Right to Repair: Infringement or Exhaustion Part 2January 8, 2021

This post is part 2 of a series of posts relating to a person’s right to repair your purchased products. Part 1 discussed the general background and several policy arguments surrounding both sides of this issue. This post will discuss the main patent laws and legal doctrine related to the right to repair.

The central laws and doctrines relating repair of a patented product are patent infringement and exhaustion. Repairing a patented product and how it relates to infringement has been addressed by the courts starting in Wilson v. Simpson, 50 U.S. 109 (1850), and later clarified in Aro Manufacturing Co. v. Convertible Top Replacement Co., 365 U.S. 336 (1961); Lummus Indus., Inc. v. D.M.E. Corp., 862 F.2d 267 (Fed. Cir. 1988); and Sandvik Aktiebolag v. E.J. Co., 121 F.3d 669 (Fed. Cir. 1997). These cases distinguished between replacing a worn-out or broken component with substantially reconstructing a product. The distinction between the two, repair vs. reconstruction, hinges mainly on the anticipated life span of the product and if the replacement parts were patented. Hence, a repair is if a part was only being replaced with a non-patented part to allow the product to live out its anticipated natural life span and qualifies as an exemption to infringement.

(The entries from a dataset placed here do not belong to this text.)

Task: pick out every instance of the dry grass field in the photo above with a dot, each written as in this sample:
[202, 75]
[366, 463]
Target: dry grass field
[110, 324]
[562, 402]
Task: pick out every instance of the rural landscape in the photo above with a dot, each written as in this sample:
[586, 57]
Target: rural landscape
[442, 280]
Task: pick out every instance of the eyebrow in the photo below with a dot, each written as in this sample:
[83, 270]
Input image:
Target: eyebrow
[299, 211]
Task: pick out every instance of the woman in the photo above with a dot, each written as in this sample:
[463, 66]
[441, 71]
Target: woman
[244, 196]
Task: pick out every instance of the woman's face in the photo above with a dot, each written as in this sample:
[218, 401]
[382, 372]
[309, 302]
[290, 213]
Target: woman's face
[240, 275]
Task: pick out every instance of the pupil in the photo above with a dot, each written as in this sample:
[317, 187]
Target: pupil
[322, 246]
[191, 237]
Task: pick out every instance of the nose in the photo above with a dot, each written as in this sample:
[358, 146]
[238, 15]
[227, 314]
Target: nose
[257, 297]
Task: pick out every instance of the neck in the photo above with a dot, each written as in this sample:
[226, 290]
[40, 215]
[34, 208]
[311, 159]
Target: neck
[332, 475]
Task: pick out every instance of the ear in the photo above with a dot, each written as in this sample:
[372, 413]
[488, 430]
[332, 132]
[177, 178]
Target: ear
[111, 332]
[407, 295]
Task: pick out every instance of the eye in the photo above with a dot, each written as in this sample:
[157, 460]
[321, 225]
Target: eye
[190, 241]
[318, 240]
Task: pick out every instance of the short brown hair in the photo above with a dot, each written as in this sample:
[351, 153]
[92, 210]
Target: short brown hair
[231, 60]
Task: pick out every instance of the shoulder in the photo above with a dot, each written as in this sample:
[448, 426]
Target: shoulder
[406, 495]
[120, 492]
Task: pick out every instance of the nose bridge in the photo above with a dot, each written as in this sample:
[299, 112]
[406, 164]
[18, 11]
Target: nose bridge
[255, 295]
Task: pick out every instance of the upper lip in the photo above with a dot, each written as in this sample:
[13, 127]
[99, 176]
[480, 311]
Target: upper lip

Reconstruction, however, is when either a substantial part of the product is being replaced or if the part being replace is itself patented and when the replacement extends the life of the product beyond its anticipated natural life expectancy. Reconstruction is viewed as essentially making a second product by extending its life beyond its normal use and is therefore infringing the patented product.

This may seemingly contradict the doctrine of patent exhaustion, or first sale doctrine. Under patent exhaustion, after an authorized sale, the patentee may no longer control the use or disposition of the product. See Impression Products, Inc. v. Lexmark International, Inc., 137 S. Ct. 1523 (2017). However, in Auto. Body Parts Ass’n v. Ford Globe. Techs., LLC, 930 F.3d 1314 (Fed. Cir. 2019), the court held that the exhaustion only applied to the original product being sold and does not extend to its reconstruction if the part being reconstruction was patent protected. This patent protection could be either a utility or design patented part.

While Auto Body Parts may seem to contradict Impressions, the Supreme Court denied certiorari for Auto. Body Parts. This does leave an avenue open for manufacturers to limit a person’s right to repair though the use of a combination of multiple patents. For example, a manufacture may use a design patent to protect a specific driver tips and/or screw heads to keep their product repair-proof or by protecting individual parts. Under Auto. Body Parts, a 3rd party would be an infringer for making the driver needed to remove the screw or making an aftermarket part due to the protection granted by the design patent.

Therefore, while the Courts have recognized there is a right to repair under patent law, this right does have some limitations and a manufacturer may use a combination of design and utility patents to further limit the right to repair.